Amazon.com Review
Marie Ponsot is a subtle, delicate, and yet oddly assertive poet. Again and again in
The Bird Catcher, she approaches experience with a kind of reasonable trepidation. Yet she always does what is necessary--as protagonist
and poet--to elicit a spiritual insight. Braving the elements seems to be second nature to her. And in this volume, she's consumed by one element in particular: water. In "Separate in the Swim," for example, she can't resist the ocean's allure, despite her terror of "the aim of wave, the idea / that picks up the water / and throws it at the shore." Yet this terror is also a prelude to a vision of oneness:
Each stroke starts a far drumming
clumping the kelp, helping
shells and rubbish decay into sand.
In this stretch of the Atlantic
the whole Atlantic operates.
As I ride, its broad cast evokes
my tiny unity, a pod, a person.
Thanks to the closure of skin
I'm forking the tune I'm part of
though my part is played moving
on a different instrument.
In every poem in the collection, Marie Ponsot functions as an explorer, relentlessly mapping one piece of
terra incognita after another. A linguistic delight,
The Bird Catcher is also an invitation to voyage into the inner and outer wilderness.
--Mark Rudman
From Library Journal
It's been ten years since Ponsot's last work, The Green Dark, which is too long a wait.

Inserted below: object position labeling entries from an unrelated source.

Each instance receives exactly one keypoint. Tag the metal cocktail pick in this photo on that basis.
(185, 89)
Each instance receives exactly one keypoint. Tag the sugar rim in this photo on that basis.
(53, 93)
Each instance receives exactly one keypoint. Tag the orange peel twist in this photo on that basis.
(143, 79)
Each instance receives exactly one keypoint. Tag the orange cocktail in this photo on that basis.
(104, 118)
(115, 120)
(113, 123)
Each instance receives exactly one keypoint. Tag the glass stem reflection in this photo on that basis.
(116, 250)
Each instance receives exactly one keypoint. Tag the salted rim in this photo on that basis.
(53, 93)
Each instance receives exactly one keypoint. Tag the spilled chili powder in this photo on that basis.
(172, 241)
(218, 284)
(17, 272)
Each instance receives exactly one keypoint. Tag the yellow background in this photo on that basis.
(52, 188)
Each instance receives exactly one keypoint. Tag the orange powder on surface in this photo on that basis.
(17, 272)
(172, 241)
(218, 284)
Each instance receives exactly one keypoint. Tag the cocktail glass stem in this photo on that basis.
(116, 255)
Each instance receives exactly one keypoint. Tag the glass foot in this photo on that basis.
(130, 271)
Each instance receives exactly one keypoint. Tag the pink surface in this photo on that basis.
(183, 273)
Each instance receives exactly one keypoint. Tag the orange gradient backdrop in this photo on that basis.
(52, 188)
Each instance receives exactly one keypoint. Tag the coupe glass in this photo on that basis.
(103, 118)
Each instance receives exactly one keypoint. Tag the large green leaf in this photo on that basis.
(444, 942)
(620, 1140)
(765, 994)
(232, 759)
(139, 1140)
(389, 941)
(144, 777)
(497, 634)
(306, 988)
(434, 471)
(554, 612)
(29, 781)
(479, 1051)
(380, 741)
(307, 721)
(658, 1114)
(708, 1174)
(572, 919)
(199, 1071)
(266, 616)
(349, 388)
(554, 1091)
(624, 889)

Her beautifully condensed poems should be sampled every day. Their gorgeous simplicity is, in a way, deceptive; beneath the surface these poems are tough, intellecutally rigorous, controlled without being reductive. Ponsot can break your heart or change your mind with a single phrase and make it all look so easy. No wonder she won the National Book Critics Circle Award for this book.